How Often to Get Dental Checkups for Your Horse
Horses have a wonderful set of teeth but, just like humans, any problems can cause pain and discomfort. Also like humans, regular checkups allow dental problems to be spotted early and treated before they get any worse. As someone who spends a lot of time around horses, you’ll know just how much grass they get through and how their teeth are continuously and vigorously in motion. For this reason, they may need checkups more often than other animals. As a result, vets recommend you get your horse’s teeth looked at twice a year, every six months or so.
Potential Dental Problems
Vets, when carrying out a dental checkup, will be looking for a number of problems. Often, the checkup involves not just looking in a horse’s mouth but having a feel as well. This way, vets are able to determine whether there are any painful areas. The horse’s response to a spot being touched will let the vet know if they’re in pain. The vet will also be able to check for loose and wobbly teeth that may need taking out. Finally, vets are interested if any edges have become sharp or uneven. If so, then it might be time to get your horse’s teeth floated.
Floating the Teeth
If any dental problems have been spotted, then the vet will decide whether to float the teeth. Doing so will allow them to file down any rough edges, realigning the teeth back to how they should be. This is generally a simple process that takes no more than a few minutes. Although the horse might not enjoy having it done, they shouldn’t feel any pain because there are no nerve endings on the teeth. However, if a horse does feel pain, then there could be worse damage on the teeth, gums, or mouth that needs attending to. If so, a good vet will be able to spot this and will get to work fixing the problem.

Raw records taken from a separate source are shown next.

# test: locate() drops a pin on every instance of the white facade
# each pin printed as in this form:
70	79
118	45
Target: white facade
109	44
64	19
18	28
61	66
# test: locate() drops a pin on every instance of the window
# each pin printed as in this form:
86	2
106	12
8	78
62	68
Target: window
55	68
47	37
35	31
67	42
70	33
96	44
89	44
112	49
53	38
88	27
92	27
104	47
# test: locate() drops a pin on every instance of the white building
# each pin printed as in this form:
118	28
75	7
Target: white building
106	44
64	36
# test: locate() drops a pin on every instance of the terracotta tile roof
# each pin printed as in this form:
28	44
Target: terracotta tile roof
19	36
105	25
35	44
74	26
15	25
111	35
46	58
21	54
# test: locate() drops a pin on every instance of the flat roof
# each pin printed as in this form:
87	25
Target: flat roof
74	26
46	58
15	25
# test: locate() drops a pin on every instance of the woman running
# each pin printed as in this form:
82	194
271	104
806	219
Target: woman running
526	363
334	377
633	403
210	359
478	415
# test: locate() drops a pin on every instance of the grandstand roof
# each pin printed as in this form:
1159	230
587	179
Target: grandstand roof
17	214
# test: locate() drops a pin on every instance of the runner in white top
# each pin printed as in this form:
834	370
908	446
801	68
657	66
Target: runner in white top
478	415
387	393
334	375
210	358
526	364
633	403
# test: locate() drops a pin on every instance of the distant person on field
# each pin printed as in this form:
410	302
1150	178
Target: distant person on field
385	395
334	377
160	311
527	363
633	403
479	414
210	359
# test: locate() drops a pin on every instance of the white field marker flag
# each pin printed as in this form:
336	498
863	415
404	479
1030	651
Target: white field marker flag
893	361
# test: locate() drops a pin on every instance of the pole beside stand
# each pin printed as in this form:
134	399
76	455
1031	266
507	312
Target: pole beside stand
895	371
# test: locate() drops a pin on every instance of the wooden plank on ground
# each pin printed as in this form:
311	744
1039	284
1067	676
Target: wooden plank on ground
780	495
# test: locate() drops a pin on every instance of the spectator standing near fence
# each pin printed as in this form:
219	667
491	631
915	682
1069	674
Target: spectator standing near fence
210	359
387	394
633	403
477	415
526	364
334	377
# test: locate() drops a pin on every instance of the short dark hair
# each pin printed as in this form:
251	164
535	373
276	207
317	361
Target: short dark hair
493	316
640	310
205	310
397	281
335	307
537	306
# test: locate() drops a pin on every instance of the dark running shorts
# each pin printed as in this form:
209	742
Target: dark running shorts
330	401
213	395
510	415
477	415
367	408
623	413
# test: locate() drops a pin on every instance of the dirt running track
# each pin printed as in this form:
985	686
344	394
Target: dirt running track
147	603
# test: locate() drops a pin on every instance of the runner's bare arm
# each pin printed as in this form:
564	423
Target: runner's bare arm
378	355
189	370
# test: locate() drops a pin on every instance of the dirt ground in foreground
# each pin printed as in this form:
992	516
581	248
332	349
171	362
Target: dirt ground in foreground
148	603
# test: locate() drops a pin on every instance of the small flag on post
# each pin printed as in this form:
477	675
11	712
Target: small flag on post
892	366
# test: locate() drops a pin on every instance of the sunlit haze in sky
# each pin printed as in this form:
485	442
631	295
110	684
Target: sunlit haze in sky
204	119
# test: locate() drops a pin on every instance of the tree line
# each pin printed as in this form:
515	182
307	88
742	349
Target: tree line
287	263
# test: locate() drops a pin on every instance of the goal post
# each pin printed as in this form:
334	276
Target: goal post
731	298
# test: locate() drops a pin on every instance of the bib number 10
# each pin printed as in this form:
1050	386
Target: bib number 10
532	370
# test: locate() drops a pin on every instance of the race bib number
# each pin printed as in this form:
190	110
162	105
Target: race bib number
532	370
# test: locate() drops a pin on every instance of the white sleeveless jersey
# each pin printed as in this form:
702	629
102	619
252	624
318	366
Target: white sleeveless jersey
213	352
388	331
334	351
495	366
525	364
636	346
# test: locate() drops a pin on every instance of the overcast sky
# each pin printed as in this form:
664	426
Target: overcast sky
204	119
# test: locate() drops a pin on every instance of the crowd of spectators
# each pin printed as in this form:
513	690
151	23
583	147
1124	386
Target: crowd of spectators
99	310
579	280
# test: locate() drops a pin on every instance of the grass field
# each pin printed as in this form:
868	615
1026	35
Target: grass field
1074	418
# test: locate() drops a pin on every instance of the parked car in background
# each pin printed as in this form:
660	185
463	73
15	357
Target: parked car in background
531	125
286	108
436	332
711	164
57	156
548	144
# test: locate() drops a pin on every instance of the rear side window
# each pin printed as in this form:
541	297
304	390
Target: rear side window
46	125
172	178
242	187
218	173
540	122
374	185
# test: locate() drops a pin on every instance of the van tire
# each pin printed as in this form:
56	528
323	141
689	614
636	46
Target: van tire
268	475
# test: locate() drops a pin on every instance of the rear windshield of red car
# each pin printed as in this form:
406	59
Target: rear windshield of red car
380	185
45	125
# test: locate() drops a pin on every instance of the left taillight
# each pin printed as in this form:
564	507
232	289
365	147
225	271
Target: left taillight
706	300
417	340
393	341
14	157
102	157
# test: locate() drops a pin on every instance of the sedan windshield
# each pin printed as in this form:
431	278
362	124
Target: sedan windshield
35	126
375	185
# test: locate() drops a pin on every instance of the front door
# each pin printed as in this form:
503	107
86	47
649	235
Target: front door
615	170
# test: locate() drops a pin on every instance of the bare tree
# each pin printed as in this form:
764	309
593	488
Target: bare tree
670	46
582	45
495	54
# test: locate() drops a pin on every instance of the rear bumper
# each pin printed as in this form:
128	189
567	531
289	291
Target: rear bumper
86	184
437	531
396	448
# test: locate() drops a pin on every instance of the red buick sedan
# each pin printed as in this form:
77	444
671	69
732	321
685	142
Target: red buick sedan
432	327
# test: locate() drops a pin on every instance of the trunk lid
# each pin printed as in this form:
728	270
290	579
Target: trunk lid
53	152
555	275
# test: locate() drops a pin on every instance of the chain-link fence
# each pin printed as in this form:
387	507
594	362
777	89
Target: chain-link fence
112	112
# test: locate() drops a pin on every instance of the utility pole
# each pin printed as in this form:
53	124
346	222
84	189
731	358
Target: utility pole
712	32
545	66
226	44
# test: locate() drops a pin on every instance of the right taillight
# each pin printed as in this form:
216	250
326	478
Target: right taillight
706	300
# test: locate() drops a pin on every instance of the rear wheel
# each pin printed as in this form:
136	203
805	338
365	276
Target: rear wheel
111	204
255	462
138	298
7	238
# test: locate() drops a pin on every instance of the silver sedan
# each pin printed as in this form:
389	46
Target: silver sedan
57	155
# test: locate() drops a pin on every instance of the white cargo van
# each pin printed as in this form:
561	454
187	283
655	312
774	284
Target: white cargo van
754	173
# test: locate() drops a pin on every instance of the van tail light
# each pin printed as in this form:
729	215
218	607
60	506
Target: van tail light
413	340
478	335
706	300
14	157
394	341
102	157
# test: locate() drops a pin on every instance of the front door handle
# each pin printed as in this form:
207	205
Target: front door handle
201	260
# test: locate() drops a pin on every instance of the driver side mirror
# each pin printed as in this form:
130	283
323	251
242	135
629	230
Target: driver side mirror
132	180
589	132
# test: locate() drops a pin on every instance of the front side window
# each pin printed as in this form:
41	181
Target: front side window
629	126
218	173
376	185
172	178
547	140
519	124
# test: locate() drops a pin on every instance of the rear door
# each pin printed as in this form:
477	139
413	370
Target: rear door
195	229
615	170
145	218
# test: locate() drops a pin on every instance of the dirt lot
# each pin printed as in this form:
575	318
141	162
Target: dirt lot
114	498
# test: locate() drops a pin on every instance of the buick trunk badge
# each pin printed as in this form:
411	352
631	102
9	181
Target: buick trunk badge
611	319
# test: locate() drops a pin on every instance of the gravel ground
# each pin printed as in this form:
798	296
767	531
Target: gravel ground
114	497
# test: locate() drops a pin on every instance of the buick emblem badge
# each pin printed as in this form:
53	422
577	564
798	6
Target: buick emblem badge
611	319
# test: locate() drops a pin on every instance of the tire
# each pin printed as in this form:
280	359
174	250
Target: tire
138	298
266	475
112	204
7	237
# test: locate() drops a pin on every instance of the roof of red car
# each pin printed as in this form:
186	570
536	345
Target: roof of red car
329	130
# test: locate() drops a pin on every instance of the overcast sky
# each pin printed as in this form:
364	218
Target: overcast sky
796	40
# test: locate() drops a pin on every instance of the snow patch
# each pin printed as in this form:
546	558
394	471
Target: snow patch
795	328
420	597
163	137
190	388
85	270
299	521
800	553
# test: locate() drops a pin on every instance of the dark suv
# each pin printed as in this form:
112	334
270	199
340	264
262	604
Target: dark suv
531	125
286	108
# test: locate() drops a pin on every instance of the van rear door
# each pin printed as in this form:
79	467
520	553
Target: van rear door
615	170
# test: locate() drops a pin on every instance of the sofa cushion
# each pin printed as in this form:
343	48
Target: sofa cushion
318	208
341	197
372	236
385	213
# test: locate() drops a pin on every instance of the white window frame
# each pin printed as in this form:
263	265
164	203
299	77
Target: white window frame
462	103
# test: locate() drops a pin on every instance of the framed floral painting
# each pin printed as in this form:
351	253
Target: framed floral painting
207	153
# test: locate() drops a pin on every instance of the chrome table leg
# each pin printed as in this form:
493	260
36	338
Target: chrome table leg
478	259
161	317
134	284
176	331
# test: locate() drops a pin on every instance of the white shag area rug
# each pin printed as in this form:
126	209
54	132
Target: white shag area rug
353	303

Why do horses teeth need to be floated? To keep their teeth aligned, strong, and free from pain. If you care deeply about your horse’s wellbeing, then consider having a vet round more often. Each time they come, the vet will be able to check whether floating the teeth is necessary and will be able to file the teeth if necessary. The horse will leave with a stronger, more capable jaw, that is able to adequately chew grass while avoiding potentially more severe dental problems. This is just one aspect of your horse’s health but an incredibly important one that shouldn’t be overlooked.